"Il sito è vecchio, rifacciamolo." È la frase che sentiamo più spesso, ed è quasi sempre la domanda sbagliata. La domanda giusta non è se il sito è vecchio: è se il problema che hai sta nel design o nelle fondamenta. Sono due lavori diversi, con prezzi diversi — e confonderli è il modo più comune per spendere 6.000 euro su un sito nuovo che ha lo stesso problema di prima, solo più bello.
Prima: capisci cosa non va
Prima di decidere, rispondi a tre domande.
Il sito è lento o ha problemi tecnici? Se ci mette più di 3-4 secondi a caricare da telefono, se su mobile gli elementi si sovrappongono, se non è aggiornato da più di 5 anni ed è ancora su tecnologie come Flash o versioni di WordPress ferme al 2018, il problema è nelle fondamenta. Nessun restyling grafico lo risolve: serve ricostruzione, o almeno una migrazione seria.
Il sito porta visite ma non contatti? Allora il problema quasi mai è "com'è fatto il sito": è cosa dice e a chi. Guarda i dati veri, se li hai (Google Analytics, o anche solo quante richieste arrivano al mese): se le visite ci sono e i contatti no, il sito probabilmente non spiega bene cosa fai, per chi, e non ha un modo semplice per essere contattato. Questo si sistema con contenuti e struttura, spesso senza toccare il codice.
Il sito non porta nemmeno visite? Qui il problema è quasi sempre a monte del sito stesso: SEO inesistente, nessuna presenza sui canali dove sta il tuo cliente, nessuna pubblicità. Rifare il sito da zero, in questo caso, è la parte meno urgente.
I numeri, per orientarti
| Intervento | Quando ha senso | Costo indicativo |
|---|---|---|
| Sistemare contenuti e testi | Il sito è tecnicamente sano ma non converte | 300-1.500 € |
| Restyling grafico su base esistente | La struttura tecnica funziona, l'aspetto è datato | 800-3.000 € |
| Migrazione a piattaforma nuova | Il sito è lento, insicuro, o su tecnologia non più aggiornabile | 2.000-6.000 € |
| Sito nuovo da zero | Cambio di attività, brand, o target; il sito attuale non rappresenta più l'azienda | 3.000-15.000 € |
Sono numeri indicativi, per un sito vetrina o corporate di una PMI: un e-commerce o un gestionale integrato cambiano completamente la scala.

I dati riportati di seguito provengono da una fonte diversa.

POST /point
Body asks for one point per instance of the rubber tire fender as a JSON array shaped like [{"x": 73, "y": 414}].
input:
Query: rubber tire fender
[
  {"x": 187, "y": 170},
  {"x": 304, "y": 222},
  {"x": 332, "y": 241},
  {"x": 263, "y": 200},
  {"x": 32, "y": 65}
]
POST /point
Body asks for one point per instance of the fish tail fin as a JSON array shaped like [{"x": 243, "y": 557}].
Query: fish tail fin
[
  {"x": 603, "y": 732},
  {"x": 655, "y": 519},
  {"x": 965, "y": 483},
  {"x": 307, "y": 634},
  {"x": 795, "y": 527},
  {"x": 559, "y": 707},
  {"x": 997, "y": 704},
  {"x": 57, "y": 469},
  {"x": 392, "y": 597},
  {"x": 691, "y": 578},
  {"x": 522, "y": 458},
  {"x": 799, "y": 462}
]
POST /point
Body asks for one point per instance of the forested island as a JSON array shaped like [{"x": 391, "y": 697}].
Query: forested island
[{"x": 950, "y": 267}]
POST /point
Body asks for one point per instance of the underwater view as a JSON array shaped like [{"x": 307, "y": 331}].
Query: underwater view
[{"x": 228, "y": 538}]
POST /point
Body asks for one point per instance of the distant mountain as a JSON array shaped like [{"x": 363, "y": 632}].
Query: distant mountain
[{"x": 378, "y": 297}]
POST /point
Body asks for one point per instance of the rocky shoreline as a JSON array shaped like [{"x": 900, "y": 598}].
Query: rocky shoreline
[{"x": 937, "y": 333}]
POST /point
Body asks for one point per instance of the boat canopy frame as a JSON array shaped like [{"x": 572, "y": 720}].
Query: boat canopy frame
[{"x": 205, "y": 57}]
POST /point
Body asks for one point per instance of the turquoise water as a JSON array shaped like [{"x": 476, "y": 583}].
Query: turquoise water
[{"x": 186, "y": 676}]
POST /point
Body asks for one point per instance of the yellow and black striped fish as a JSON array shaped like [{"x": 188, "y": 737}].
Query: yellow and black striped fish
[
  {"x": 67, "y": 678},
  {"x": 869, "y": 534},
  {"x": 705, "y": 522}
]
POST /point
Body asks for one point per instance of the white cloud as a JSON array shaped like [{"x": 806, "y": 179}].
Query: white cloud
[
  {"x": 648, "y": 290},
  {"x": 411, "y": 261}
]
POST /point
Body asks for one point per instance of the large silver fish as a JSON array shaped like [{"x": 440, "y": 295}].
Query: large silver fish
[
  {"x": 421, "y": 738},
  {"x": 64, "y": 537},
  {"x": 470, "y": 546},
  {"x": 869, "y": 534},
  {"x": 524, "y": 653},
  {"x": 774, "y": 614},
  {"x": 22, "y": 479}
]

Il caso in cui rifare da zero è l'unica scelta sensata
Se il sito gira su un CMS che il tuo fornitore precedente ha smesso di aggiornare, o su un sistema proprietario che solo lui sa modificare, e quel fornitore non risponde più: lì non stai scegliendo tra sistemare o rifare. Stai scegliendo se restare ostaggio di qualcuno che potrebbe sparire domani. In quel caso, anche se il sito "sembra funzionare", il rifacimento è un'assicurazione, non un capriccio estetico.
Il caso in cui sistemare basta, e rifare è uno spreco
Se il sito è tecnicamente solido — carica veloce, è responsive, è su una piattaforma standard (WordPress aggiornato, Wix, Shopify) — e il problema è che "non ti piace più" o è "uguale a quello dei concorrenti", spesso basta un aggiornamento grafico mirato: nuove foto, nuova homepage, testi riscritti. Costa un decimo di un sito nuovo e il risultato, per chi arriva dal sito, cambia poco: quello che conta per un cliente è capire in 10 secondi cosa fai e come contattarti, non se il font è quello del 2024.
La domanda da farti prima di chiamare chiunque
Chiedi al tuo fornitore attuale (o a te stesso, se lo gestisci da solo) tre cose: da che anno non viene aggiornato il sito, quanto ci mette a caricare da telefono con una connessione normale, e quante richieste di contatto arrivano al mese da lì. Le risposte a queste tre domande dicono, quasi sempre, se ti serve un restyling o una ricostruzione — molto prima di qualsiasi preventivo.